Cette recette est un paradoxe. Composé d’ingrédients
du placard chez nous, le picadillo de
viande de bœuf est issu d’un pays dans lequel tuer une vache, est un
crime passible de 10 ans de taule. Un cas probablement unique dans la jurisprudence
intergalactique.
Titre V - Chapitre XVI du code pénal cubain - Sacrifice de gros bétail et vente de viande -
Article 240.1 : Le sacrifice de gros bétail sans autorisation préalable
des autorités étatiques pertinentes est passible de 4 à 10 ans d’emprisonnement.
Le transport et l’achat de viande de bœuf
illégalement tué sont, à l’identique, passibles de sanctions pénales. Et même une
amende pour celui qui achève une vache à l’agonie victime d’un accident quelconque.

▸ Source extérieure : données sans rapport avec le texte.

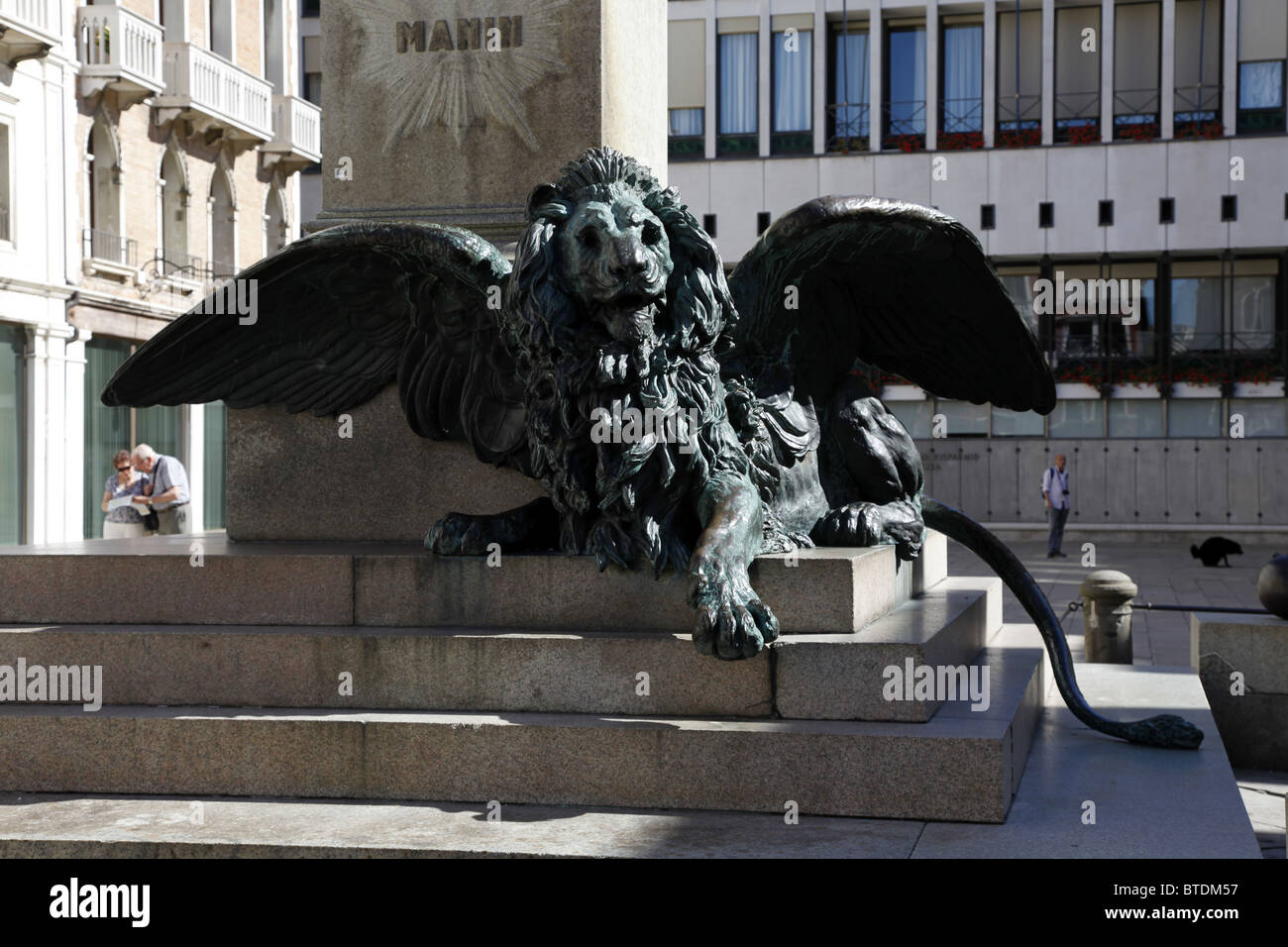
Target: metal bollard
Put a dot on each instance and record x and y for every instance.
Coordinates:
(1107, 596)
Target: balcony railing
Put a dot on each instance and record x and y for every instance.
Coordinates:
(119, 51)
(1136, 114)
(111, 248)
(296, 134)
(849, 124)
(29, 29)
(214, 94)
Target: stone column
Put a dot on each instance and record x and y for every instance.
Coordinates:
(990, 71)
(541, 82)
(1107, 596)
(931, 75)
(1047, 71)
(1107, 71)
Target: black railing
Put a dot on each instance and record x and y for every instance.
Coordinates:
(1136, 114)
(111, 248)
(1077, 118)
(849, 124)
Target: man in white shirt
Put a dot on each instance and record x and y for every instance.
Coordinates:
(1055, 492)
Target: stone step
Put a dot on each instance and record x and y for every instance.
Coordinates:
(158, 579)
(961, 766)
(814, 677)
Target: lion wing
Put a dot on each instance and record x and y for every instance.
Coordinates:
(327, 322)
(896, 285)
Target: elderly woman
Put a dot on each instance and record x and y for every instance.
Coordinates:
(124, 519)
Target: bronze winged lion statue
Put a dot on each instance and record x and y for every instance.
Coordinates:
(679, 419)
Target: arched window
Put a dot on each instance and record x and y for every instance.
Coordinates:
(174, 215)
(223, 228)
(274, 222)
(103, 193)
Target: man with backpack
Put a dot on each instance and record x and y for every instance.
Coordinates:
(1055, 492)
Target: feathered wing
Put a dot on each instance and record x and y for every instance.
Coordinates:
(335, 318)
(897, 285)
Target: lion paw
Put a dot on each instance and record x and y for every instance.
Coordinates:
(732, 622)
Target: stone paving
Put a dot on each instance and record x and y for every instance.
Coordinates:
(1164, 574)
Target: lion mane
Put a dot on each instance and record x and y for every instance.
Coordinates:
(635, 500)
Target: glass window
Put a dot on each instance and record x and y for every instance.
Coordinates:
(1261, 416)
(964, 78)
(794, 76)
(214, 474)
(906, 84)
(1194, 418)
(913, 415)
(850, 89)
(738, 103)
(1134, 418)
(1077, 418)
(964, 419)
(1020, 287)
(107, 429)
(1197, 308)
(1261, 84)
(12, 449)
(1252, 312)
(1018, 423)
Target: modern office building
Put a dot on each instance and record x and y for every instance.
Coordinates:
(1082, 142)
(147, 149)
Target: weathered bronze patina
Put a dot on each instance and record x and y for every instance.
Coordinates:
(678, 419)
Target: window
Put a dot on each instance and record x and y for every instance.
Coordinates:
(1198, 68)
(687, 91)
(1018, 423)
(906, 88)
(1136, 69)
(214, 474)
(849, 106)
(964, 419)
(961, 108)
(223, 234)
(1077, 76)
(313, 68)
(913, 415)
(13, 454)
(5, 184)
(1261, 416)
(1194, 418)
(1077, 418)
(738, 94)
(1019, 78)
(1262, 51)
(1134, 418)
(794, 102)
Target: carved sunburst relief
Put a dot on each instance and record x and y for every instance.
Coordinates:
(458, 64)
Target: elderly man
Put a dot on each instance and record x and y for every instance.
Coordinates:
(1055, 491)
(168, 488)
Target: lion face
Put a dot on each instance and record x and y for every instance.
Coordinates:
(614, 257)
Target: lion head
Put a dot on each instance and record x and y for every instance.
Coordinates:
(618, 300)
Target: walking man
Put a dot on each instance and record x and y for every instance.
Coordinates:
(168, 488)
(1055, 491)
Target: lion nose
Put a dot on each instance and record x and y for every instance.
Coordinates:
(626, 257)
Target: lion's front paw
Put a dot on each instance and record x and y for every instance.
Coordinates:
(732, 622)
(459, 534)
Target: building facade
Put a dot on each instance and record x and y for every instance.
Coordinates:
(149, 149)
(1093, 147)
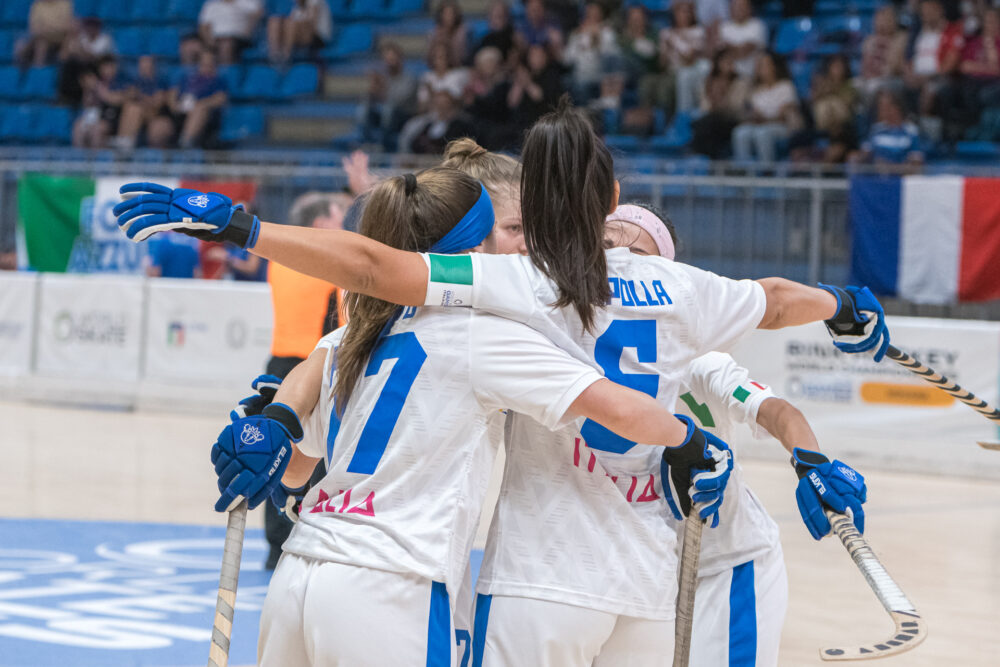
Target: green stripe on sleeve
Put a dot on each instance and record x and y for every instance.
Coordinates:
(452, 269)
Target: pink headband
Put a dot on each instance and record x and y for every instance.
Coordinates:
(649, 223)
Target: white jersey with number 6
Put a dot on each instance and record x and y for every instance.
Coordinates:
(581, 519)
(409, 461)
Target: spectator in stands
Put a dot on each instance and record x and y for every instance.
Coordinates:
(684, 48)
(104, 93)
(147, 106)
(308, 26)
(173, 255)
(746, 34)
(773, 111)
(228, 26)
(450, 30)
(893, 139)
(590, 53)
(79, 53)
(196, 104)
(391, 99)
(537, 27)
(883, 54)
(501, 30)
(441, 72)
(485, 98)
(49, 23)
(723, 103)
(534, 91)
(429, 133)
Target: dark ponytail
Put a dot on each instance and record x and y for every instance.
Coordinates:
(567, 189)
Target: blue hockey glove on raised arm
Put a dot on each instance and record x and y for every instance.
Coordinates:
(251, 454)
(205, 215)
(266, 387)
(859, 325)
(696, 471)
(822, 483)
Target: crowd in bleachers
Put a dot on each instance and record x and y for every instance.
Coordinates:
(813, 80)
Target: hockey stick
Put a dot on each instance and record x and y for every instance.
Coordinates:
(949, 387)
(218, 654)
(687, 580)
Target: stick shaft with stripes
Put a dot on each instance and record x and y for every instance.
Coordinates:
(943, 383)
(687, 581)
(218, 654)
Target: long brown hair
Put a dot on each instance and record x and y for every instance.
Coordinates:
(414, 221)
(567, 189)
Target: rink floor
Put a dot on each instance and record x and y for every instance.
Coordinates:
(123, 565)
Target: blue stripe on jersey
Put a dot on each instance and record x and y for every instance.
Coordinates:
(742, 618)
(439, 627)
(479, 624)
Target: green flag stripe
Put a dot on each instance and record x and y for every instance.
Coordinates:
(453, 269)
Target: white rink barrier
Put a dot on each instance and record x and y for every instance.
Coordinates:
(130, 342)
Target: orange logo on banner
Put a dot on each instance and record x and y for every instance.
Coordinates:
(904, 394)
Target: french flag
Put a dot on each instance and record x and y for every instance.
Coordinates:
(928, 239)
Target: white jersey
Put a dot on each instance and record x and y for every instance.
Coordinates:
(580, 519)
(719, 394)
(409, 461)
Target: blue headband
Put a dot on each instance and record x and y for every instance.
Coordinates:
(471, 230)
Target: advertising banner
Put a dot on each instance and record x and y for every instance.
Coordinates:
(17, 312)
(209, 332)
(882, 410)
(90, 327)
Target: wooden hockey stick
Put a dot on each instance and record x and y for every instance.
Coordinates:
(225, 604)
(949, 387)
(687, 582)
(910, 627)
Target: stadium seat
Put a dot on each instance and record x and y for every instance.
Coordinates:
(241, 122)
(793, 34)
(261, 82)
(301, 79)
(10, 80)
(39, 83)
(353, 39)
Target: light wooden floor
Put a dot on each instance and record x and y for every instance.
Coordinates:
(938, 536)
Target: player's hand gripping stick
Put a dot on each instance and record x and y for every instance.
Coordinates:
(910, 627)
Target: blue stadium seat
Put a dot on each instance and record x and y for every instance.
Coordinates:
(793, 34)
(301, 79)
(353, 39)
(131, 41)
(261, 82)
(241, 122)
(10, 81)
(39, 83)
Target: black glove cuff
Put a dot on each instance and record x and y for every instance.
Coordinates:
(285, 416)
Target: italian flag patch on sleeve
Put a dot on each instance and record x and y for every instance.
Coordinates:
(450, 280)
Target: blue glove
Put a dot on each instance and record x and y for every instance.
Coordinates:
(859, 325)
(289, 501)
(266, 387)
(251, 454)
(207, 216)
(821, 483)
(696, 471)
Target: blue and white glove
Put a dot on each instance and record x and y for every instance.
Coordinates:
(822, 483)
(251, 454)
(859, 325)
(204, 215)
(266, 387)
(696, 471)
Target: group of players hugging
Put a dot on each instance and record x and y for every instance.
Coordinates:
(574, 345)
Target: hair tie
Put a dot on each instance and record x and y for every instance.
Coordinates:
(409, 183)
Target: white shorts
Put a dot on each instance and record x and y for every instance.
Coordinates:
(324, 614)
(738, 614)
(526, 631)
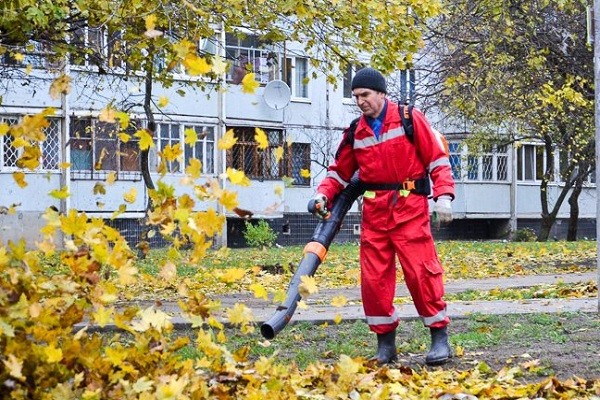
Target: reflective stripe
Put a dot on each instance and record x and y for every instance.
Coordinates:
(438, 163)
(428, 321)
(371, 141)
(384, 320)
(334, 175)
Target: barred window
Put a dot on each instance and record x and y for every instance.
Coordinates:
(455, 159)
(299, 159)
(171, 134)
(250, 54)
(50, 147)
(96, 147)
(263, 164)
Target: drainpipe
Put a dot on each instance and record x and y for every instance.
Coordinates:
(221, 157)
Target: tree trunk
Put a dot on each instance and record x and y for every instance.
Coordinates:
(574, 211)
(143, 245)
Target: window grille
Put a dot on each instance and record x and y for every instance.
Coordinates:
(51, 146)
(250, 54)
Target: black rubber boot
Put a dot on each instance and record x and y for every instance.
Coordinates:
(386, 348)
(440, 348)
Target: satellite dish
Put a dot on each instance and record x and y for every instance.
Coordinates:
(277, 94)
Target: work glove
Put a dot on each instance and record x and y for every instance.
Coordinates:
(318, 206)
(442, 210)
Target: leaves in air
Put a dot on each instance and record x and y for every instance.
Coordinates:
(261, 138)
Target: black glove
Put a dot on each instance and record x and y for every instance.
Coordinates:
(318, 206)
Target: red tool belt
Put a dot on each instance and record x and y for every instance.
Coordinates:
(418, 186)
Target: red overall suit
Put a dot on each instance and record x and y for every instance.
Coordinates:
(394, 222)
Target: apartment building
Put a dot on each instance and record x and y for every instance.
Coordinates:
(497, 189)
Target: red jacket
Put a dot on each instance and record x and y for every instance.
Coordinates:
(392, 158)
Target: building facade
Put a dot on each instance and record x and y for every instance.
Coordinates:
(497, 190)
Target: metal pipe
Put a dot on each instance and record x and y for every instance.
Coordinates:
(314, 253)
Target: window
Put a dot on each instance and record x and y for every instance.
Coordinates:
(97, 47)
(204, 148)
(531, 162)
(296, 75)
(263, 164)
(96, 147)
(455, 159)
(299, 159)
(50, 147)
(487, 164)
(407, 86)
(172, 134)
(250, 54)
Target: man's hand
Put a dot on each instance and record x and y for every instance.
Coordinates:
(318, 206)
(442, 210)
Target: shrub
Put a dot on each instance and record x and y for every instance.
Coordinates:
(260, 234)
(525, 235)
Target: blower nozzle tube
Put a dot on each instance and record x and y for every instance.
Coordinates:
(314, 253)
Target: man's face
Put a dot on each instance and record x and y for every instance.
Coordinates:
(369, 101)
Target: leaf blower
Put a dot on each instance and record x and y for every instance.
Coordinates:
(314, 254)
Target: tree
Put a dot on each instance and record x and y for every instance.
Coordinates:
(519, 71)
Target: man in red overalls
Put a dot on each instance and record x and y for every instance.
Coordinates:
(395, 222)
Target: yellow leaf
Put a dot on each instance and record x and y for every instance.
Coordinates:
(339, 301)
(196, 65)
(146, 140)
(337, 319)
(108, 114)
(307, 286)
(191, 136)
(219, 66)
(194, 169)
(111, 178)
(168, 272)
(229, 199)
(232, 275)
(237, 177)
(124, 119)
(103, 316)
(150, 22)
(249, 83)
(4, 128)
(60, 86)
(227, 141)
(152, 318)
(172, 152)
(239, 314)
(278, 153)
(99, 188)
(53, 354)
(261, 138)
(259, 291)
(124, 137)
(163, 101)
(130, 196)
(19, 178)
(14, 367)
(60, 194)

Sachez donc, si un jour vous vous réincarnez en bovidé, qu’il y aura pour vous
deux paradis sur terre : l’Inde et Cuba.
Alors évidemment, même si tuer un bœuf est
interdit dans l’île depuis 1962, date à laquelle Fidel a décrété que la vache
cubaine n’était plus un aliment mais un outil de production, aucun cubain
lambda n’a plus vraiment cuisiné de picadillo a la habanera depuis 1990 et les années terribles de casi-famine du periodo especial (la chute du mur et donc la fin des subventions de l’URSS
vers son satellite tropical).
Pour pouvoir manger du bœuf de nos jours, il
faut être touriste séjournant dans un hôtel, parvenu pouvant se permettre le luxe de
manger dans un paladar, proche du
pouvoir, ou privilégié vivant des remesas
(virements mensuels) des 3 millions de cubains expatriés de façon plus ou moins
légale à l’étranger (source de revenus globale de 3 milliards de dollars par
an). Evidemment on trouve un peu de bœuf importé dans les supermarchés en CUC (la
monnaie des touristes) de Miramar, à un prix équivalent à un mois de salaire
moyen cubain au kilo. Au marché noir aussi, sorti directement des hôtels par la
porte de derrière comme au moins 25% de leurs approvisionnements (la plus
grosse démarque inconnue au monde) pour des montants un peu moindres, mais
toujours inabordables pour un ouvrier cubain payé 20 dollars par mois et dont
le panier alimentaire provient en grande partie de la libreta (livret de rationnement) totalement exempt de viande de bœuf.
Alors voici donc une des recettes cubaines les
plus connues, à base de bœuf, l’or rouge dont les cubains n’ont plus vu la
couleur depuis 25 ans.
Mais ils n’en sont plus à un paradoxe près.